What are the major players you are competing with, and how does your solution get an edge on theirs?
IBM Cloud competes with most of the major cloud providers in the industry, but our focus is directed on our customers and their very specific needs. We have an edge when it comes to:
Visibility and Control
SoftLayer’s infrastructure lets you control and see even the smallest details of your cloud. You know exactly where your servers reside—not just the region, but the exact city and data center—and you can even see the serial numbers of your bare metal machines. Our unique visibility gives you the power to customize, configure, and control your cloud based on your needs. We try to mimic the level of control you have over your on-premises servers.
We’re one of the few cloud providers that offer bare metal in addition to virtual servers. The bare metal option gives customers distinct advantages. For example, some customers choose bare metal for security concerns – they want to know they have the entire machine to themselves. And most opt for bare metal for performance, so that they don’t have to worry about the lag caused by a hypervisor. They get the entire machine’s compute power to themselves. This is especially important for customers with compute and I/O heavy workloads, like those managing loads of data, analytics, and media rendering.
Global Private Network
SoftLayer delivers unmatched scalability and control because we’ve built a different kind of network—a network within networks, which includes public, private, and management levels. Our global private network is a big differentiator for us because it connects all of our SoftLayer data centers and points of presence (PoPs), enabling customers to seamlessly connect their services to other SoftLayer data centers all around the world. It doesn’t cost them anything to move data between their servers within our data centers, and they can take advantage of our update and patch servers, software repositories, backend services, and more without interfering with public network traffic.
Last but not least is our global footprint. As I mentioned before, SoftLayer’s visibility allows customers to decide exactly which servers should live in certain cities and data centers. This is key for customers who want to keep their data in a certain country due to regulatory concerns, and for those who want to reach end users faster in certain areas. As we continue to grow our global cloud footprint, we provide even more local onramps into the IBM Cloud, which integrates data and applications for users all around the world.
Do you have any advice for young technical professionals looking to find the right career path?

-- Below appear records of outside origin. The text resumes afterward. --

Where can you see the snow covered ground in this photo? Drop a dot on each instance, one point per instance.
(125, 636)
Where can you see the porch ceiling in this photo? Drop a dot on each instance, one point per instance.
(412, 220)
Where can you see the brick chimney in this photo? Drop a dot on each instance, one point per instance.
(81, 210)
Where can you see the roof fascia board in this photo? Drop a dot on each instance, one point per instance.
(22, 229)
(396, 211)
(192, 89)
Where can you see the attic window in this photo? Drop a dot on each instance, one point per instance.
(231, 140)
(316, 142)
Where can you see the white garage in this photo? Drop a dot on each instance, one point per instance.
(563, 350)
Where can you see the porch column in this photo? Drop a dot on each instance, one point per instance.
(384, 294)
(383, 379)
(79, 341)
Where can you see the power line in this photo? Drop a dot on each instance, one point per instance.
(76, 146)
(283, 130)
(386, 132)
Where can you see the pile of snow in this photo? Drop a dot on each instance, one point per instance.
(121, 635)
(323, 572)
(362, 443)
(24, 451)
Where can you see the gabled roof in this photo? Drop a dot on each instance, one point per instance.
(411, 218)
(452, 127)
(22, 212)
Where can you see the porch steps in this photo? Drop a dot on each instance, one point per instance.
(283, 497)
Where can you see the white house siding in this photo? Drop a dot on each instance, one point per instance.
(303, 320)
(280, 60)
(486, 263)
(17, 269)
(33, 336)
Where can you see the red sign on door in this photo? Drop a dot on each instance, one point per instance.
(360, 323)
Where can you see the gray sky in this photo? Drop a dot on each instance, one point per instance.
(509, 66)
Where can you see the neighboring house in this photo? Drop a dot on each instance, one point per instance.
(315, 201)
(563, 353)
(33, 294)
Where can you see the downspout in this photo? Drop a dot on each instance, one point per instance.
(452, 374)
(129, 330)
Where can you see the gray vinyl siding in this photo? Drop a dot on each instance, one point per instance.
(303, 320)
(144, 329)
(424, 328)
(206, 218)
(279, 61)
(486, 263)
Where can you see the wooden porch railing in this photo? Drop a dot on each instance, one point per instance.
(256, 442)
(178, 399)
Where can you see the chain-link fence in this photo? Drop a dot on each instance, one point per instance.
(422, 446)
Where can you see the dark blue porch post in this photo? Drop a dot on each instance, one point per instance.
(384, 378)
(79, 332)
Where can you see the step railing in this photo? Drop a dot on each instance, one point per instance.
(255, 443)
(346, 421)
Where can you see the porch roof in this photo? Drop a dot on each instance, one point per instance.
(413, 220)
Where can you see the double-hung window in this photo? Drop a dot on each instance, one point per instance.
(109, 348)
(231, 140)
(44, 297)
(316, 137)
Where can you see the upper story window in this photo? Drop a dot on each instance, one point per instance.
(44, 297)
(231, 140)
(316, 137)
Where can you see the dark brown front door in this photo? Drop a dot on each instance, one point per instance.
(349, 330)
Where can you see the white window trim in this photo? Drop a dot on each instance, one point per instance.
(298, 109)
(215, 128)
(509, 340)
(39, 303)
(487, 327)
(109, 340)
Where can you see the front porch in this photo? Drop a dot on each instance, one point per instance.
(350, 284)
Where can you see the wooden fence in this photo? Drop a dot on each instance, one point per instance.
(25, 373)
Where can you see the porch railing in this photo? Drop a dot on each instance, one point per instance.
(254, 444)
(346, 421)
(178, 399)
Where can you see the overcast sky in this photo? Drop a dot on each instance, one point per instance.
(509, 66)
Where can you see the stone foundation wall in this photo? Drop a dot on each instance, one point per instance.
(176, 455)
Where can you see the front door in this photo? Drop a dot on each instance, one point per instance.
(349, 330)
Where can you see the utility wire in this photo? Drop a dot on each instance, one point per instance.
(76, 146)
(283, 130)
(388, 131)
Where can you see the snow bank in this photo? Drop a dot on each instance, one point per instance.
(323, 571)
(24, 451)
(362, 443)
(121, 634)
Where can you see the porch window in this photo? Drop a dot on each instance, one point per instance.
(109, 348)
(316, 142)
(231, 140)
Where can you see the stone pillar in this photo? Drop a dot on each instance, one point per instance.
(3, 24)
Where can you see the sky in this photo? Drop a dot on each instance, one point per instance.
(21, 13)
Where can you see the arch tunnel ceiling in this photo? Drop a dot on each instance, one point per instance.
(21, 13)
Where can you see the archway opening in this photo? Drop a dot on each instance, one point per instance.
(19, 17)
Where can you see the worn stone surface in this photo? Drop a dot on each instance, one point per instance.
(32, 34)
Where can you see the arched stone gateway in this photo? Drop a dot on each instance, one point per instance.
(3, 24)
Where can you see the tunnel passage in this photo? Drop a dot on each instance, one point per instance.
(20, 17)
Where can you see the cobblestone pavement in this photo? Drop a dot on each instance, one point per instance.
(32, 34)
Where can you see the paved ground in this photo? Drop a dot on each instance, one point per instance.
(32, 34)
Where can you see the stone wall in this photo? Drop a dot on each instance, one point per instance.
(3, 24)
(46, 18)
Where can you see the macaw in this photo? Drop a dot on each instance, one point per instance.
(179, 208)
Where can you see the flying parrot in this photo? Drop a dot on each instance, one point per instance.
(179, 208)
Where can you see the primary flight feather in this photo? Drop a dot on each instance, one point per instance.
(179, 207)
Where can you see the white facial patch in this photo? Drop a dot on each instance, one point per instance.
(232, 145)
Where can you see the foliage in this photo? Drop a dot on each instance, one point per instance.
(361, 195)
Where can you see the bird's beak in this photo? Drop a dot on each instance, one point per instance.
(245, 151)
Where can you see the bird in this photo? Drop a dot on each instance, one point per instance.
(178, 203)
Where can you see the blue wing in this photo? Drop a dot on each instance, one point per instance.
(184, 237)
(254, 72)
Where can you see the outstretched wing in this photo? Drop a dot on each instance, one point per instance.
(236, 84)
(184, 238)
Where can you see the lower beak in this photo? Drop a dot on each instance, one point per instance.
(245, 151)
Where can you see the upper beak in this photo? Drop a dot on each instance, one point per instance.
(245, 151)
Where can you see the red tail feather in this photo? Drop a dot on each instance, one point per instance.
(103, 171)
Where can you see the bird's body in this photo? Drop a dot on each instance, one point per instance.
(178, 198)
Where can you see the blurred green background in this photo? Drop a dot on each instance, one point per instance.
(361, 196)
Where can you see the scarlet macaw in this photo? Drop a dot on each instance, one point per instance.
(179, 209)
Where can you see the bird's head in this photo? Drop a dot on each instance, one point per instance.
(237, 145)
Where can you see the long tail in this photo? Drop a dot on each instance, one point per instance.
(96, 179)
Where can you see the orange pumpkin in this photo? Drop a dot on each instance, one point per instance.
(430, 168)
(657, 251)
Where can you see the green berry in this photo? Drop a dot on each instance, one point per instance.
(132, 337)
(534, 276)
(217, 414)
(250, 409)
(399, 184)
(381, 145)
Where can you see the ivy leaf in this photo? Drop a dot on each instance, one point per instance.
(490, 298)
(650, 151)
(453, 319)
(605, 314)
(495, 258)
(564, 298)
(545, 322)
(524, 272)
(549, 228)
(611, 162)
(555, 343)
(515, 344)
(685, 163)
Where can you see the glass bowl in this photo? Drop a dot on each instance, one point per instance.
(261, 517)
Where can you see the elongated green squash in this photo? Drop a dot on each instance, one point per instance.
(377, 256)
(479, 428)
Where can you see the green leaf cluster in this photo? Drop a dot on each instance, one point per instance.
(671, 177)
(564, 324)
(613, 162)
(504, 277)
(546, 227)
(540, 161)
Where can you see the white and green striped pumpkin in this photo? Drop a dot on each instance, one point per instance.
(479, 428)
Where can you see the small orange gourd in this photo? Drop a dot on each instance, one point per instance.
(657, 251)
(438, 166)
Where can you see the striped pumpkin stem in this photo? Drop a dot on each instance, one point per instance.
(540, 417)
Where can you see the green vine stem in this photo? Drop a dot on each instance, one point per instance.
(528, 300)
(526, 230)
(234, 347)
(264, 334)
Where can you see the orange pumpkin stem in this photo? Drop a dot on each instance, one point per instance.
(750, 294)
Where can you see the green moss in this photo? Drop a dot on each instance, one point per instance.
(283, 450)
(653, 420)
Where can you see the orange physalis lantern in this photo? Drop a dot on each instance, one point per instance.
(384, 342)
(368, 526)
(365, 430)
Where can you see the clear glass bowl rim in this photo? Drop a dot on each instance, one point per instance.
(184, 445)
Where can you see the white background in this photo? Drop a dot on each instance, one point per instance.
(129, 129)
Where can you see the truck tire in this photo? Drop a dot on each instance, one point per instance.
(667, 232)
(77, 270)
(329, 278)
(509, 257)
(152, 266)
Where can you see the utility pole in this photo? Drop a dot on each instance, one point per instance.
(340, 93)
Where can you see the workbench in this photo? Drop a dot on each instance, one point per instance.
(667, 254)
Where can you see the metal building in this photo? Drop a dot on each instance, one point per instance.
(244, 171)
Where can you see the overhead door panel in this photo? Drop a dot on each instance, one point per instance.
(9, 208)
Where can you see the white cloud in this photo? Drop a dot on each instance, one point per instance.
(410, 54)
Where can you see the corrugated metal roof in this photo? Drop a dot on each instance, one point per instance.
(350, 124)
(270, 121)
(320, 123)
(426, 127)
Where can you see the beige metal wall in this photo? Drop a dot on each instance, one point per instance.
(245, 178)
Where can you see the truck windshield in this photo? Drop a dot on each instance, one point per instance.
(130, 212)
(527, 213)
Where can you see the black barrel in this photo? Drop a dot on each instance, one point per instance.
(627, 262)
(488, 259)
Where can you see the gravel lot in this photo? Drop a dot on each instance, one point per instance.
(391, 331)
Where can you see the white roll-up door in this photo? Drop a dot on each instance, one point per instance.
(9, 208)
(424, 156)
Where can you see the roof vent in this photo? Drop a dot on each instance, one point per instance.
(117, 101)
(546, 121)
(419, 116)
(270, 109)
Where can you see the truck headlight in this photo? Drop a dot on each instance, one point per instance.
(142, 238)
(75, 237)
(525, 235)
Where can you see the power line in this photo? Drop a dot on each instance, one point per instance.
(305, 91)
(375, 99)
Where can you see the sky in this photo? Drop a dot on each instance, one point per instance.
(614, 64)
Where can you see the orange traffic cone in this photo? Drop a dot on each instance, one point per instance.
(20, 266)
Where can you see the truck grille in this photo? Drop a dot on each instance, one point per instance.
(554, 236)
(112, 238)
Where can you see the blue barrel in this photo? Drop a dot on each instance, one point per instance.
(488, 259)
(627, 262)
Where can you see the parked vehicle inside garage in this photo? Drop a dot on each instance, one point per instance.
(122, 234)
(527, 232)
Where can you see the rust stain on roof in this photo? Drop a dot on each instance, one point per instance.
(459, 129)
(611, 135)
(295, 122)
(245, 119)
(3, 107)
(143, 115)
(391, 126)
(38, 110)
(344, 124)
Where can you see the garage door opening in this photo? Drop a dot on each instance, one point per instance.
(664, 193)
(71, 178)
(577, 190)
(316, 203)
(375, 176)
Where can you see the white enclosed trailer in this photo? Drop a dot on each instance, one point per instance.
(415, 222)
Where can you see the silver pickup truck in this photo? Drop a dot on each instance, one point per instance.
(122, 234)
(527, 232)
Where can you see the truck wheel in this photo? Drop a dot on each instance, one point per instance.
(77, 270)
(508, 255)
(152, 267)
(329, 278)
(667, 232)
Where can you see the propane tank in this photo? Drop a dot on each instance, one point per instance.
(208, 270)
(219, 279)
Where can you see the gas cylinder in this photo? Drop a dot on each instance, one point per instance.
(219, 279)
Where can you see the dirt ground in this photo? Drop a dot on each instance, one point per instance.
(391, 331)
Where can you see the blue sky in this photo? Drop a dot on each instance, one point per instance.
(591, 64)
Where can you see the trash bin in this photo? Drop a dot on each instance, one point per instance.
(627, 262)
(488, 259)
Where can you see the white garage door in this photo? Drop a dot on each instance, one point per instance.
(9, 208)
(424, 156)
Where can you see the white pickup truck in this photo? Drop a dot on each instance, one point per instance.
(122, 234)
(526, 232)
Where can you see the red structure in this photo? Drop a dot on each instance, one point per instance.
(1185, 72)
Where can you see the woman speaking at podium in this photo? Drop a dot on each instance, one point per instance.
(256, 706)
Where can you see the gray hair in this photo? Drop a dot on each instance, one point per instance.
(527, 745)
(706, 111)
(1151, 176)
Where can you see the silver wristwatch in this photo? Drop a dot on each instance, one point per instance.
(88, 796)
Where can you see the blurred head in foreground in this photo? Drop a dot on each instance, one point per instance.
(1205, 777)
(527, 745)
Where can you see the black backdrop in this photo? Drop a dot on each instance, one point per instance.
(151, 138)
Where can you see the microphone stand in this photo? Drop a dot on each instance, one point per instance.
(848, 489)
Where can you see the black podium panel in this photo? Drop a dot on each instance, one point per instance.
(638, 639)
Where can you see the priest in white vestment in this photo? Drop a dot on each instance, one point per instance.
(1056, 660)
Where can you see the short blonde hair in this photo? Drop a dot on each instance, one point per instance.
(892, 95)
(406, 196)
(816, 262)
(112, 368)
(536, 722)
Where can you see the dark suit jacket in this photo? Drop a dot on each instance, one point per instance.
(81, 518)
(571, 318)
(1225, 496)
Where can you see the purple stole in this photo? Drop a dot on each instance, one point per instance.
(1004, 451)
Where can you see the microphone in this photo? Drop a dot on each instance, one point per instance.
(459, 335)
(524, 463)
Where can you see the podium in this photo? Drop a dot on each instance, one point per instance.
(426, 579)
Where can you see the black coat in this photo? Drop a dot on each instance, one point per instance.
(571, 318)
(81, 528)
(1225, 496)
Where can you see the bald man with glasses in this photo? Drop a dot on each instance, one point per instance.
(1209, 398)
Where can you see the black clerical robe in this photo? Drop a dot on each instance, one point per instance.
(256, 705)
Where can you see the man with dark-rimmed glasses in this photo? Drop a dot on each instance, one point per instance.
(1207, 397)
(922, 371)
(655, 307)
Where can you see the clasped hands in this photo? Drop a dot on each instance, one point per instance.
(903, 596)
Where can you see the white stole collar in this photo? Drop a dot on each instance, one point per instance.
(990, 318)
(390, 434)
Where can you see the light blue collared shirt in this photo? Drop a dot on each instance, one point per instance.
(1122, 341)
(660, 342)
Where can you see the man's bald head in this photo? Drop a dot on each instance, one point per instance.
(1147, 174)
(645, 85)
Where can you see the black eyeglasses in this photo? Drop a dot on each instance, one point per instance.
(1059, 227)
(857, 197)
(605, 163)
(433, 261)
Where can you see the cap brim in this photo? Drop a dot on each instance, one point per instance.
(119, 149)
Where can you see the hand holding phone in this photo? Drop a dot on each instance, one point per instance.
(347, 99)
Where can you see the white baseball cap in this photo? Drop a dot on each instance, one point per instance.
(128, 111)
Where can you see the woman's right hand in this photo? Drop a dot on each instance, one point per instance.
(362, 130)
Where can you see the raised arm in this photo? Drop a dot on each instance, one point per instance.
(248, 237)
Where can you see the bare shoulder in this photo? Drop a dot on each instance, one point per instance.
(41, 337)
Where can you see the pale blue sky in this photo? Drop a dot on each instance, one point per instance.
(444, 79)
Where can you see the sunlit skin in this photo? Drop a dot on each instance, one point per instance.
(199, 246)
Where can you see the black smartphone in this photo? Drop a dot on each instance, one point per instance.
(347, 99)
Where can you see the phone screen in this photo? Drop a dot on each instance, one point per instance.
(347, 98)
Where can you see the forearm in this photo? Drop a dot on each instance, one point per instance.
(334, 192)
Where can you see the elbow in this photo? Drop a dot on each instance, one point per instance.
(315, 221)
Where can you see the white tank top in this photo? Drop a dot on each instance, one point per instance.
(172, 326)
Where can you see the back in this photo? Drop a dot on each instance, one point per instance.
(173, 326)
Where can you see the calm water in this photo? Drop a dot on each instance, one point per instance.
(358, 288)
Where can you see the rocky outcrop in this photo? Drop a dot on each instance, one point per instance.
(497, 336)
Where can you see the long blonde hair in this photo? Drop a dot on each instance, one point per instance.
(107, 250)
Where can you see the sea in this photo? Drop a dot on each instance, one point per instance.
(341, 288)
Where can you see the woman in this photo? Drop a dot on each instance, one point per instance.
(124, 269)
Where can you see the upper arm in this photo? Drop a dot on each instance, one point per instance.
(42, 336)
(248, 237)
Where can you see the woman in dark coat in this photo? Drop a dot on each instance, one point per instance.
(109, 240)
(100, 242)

Find something you are passionate about, something that interests you, and something that motivates you. Get as much hands on experience with it as possible, and know that whatever career you may start with—whatever you think you might want to do—it can and most likely will change. Be flexible and embrace the journey.
If you look at the field of data science, and its related fields, what do you see as the greatest opportunity areas for the future?
Today, the advances in technology make it easier to generate and collect tremendous amounts of data. With cloud, compute and storage have become more accessible and cheaper, making it easier for companies of all sizes to store and analyze data. As a result, we’re seeing even more data creation.
The challenge is to understand how to derive value from all this data. We’re seeing increased demand for data scientists who can analyze data in a way that provides new and interesting insights. Companies want to use this data to difference themselves, become more efficient, and improve products and services as well as customer satisfaction. Finding great data scientists is really hard right now; the demand far outweighs the supply.